Historians hope a new Web database will help bring millions of blacks closer to their African ancestors who were forced onto slave ships, connecting them to their heritage in a way that has long been possible for white Europeans.

"Voyages: The Trans-Atlantic Slave Trade Database" launched Friday in conjunction with a conference at Emory University marking the bicentennial of the official end of the trans-Atlantic slave trade in 1808. Emory spearheaded the two-year interactive project, which is free to the public.

"It's basically doing for people of African descent what already exists for people of European descent in the Americas," said Emory history professor David Eltis, who helped direct the project.

"Voyages" documents the slave trade from Africa to the New World that took place over three centuries — between the 1500s and 1800s — and includes searchable information on nearly 35,000 trips and the names of 70,000 human cargo.
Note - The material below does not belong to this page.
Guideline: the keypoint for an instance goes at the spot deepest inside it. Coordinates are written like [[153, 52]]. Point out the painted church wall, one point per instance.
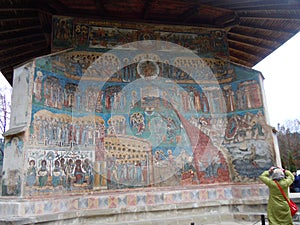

The voluminous work includes data on more than 95 percent of all voyages that left ports from England — the country with the second-largest slave trade — and documents two-thirds of all slave trade voyages between 1514 and 1866.

Genealogy and DNA tracing have gained popularity for blacks looking to trace their slave roots, and "Voyages" could help give a fuller picture of slavery for a culture stripped of its heritage, Eltis said.

"It's not a super tool for genealogists because you cannot make that connection from ancestor to voyager, but it does give a context," he said, explaining that because the database lists the slaves' African names — which were later Westernized — researching an ancestor by name is difficult.

Still, for someone who knows that an ancestor was enslaved in a certain part of the South, the database might help them trace from where in Africa they most likely came, said Emory history professor Leslie Harris, author of the book "In the Shadow of Slavery: African Americans in New York City, 1626-1863."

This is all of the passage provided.